Jean Ritchie — considered one of the most influential preservationists of traditional Appalachian music and a primary source of inspiration behind the folk-music revival of the 1960s — passed away on June 1 in her home in Berea, Kentucky. She was 92.

Born on Dec. 8, 1922, in Viper, Kentucky, into a family of 14 children, Ritchie became world famous as an Appalachian-fretted-dulcimer player, singer and scholar of the traditional Scots-Irish songs of her ancestors.

After earning a bachelor’s degree in social work from the University of Kentucky in 1946, she moved to New York City and brought her dulcimer along with her.
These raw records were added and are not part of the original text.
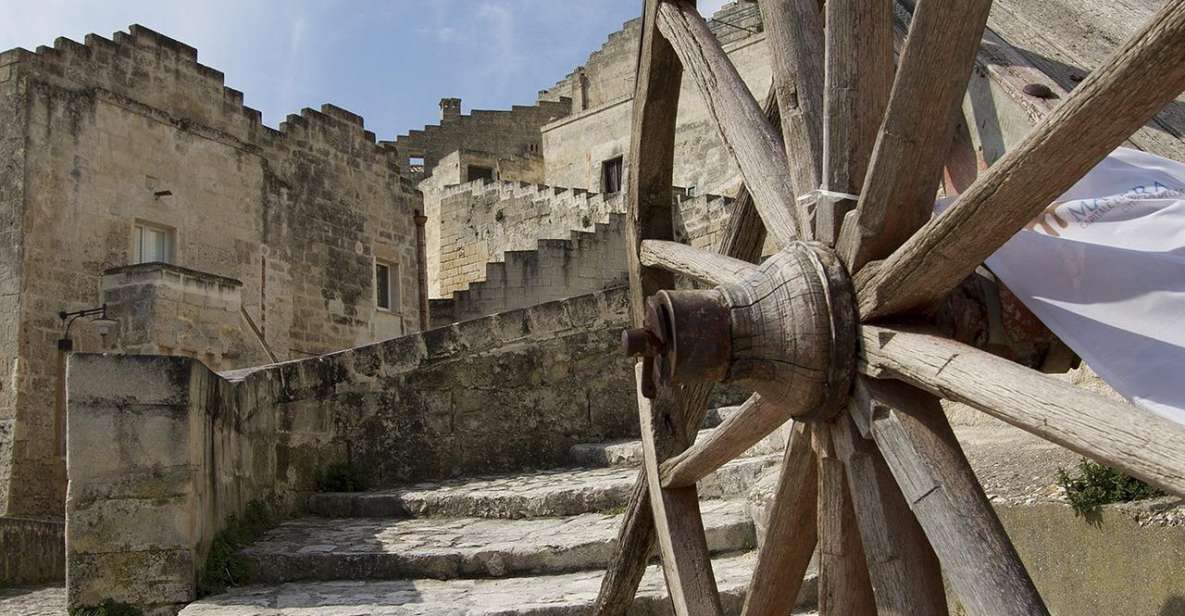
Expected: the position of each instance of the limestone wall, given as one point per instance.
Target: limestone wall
(505, 134)
(115, 133)
(12, 242)
(452, 171)
(177, 448)
(479, 222)
(31, 551)
(555, 269)
(608, 72)
(574, 148)
(166, 309)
The instrument became a curiosity in her new urban home, and Ritchie's love of singing and performing caught the ear of taste-makers in the city's burgeoning music scene.
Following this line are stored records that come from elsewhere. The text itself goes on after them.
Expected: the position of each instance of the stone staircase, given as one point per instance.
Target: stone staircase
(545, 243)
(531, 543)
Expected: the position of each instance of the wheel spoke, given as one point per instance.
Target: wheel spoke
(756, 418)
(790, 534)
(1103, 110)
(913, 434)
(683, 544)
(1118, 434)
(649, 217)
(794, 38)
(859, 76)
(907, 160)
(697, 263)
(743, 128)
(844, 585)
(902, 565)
In the 1940s, Ritchie was recorded by famed folklorist Alan Lomax as part of his Archive of Folk Song, now enshrined in the Library of Congress.

She performed famously at the first-ever Newport Folk Festival in 1959, was a fixture in Manhattan's Greenwich Village coffeehouses and went on to release numerous albums of traditional music, gracing some of the world's most prestigious stages like Carnegie Hall in New York and the Royal Albert Hall in London along the way.
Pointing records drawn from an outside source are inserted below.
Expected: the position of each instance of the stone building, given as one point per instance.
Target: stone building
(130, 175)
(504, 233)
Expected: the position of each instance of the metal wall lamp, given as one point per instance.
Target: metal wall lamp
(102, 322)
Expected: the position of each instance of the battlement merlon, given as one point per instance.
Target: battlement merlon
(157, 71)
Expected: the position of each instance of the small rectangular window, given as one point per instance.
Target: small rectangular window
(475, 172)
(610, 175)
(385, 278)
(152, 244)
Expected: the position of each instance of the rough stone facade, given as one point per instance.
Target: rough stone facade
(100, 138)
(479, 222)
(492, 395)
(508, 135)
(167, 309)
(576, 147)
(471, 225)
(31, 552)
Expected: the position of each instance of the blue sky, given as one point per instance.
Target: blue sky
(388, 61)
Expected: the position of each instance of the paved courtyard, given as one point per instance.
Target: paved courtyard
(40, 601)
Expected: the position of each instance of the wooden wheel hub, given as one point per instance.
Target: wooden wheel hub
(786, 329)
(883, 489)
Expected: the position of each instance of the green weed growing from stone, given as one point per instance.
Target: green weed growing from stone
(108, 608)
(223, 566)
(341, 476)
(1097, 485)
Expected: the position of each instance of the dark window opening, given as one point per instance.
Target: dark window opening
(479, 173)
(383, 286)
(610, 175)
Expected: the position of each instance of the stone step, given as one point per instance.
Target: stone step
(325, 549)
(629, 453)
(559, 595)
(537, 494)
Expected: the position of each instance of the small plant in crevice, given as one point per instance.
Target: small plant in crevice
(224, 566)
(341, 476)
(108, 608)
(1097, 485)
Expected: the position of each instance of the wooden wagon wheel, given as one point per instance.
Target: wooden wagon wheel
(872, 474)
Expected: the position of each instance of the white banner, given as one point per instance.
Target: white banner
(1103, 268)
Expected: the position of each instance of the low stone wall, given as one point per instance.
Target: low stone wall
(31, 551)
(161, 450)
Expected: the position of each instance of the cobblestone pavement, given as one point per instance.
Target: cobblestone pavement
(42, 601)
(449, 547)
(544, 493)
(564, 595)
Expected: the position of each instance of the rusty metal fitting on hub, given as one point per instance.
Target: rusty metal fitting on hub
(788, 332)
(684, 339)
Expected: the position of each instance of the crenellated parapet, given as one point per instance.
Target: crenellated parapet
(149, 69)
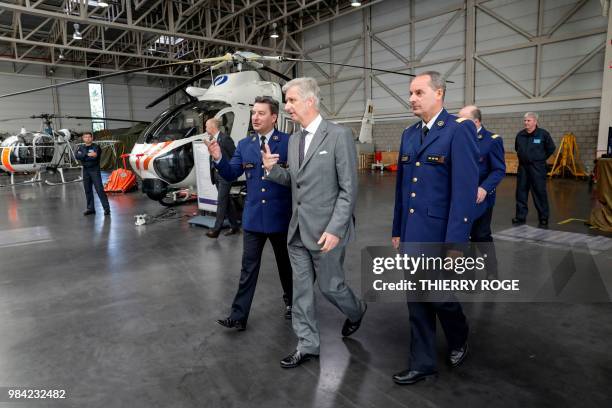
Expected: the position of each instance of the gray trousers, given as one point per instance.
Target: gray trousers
(309, 266)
In 1996, a film about her life called Mountain Born: The Jean Ritchie Story was released, and she was awarded a  National Heritage Fellowship from the National Endowment for the Arts in 2002.

Describing her style of singing as “‘Decorating’ a song with shakes and quivers in the old way, shaking up a note and quivering down," Ritchie's lifetime of musical devotion helped carry the fading oral traditions of her mountain home to a new generation of artists and fans.

Ritchie is survived by a brother and two sons, as well as a large extended family.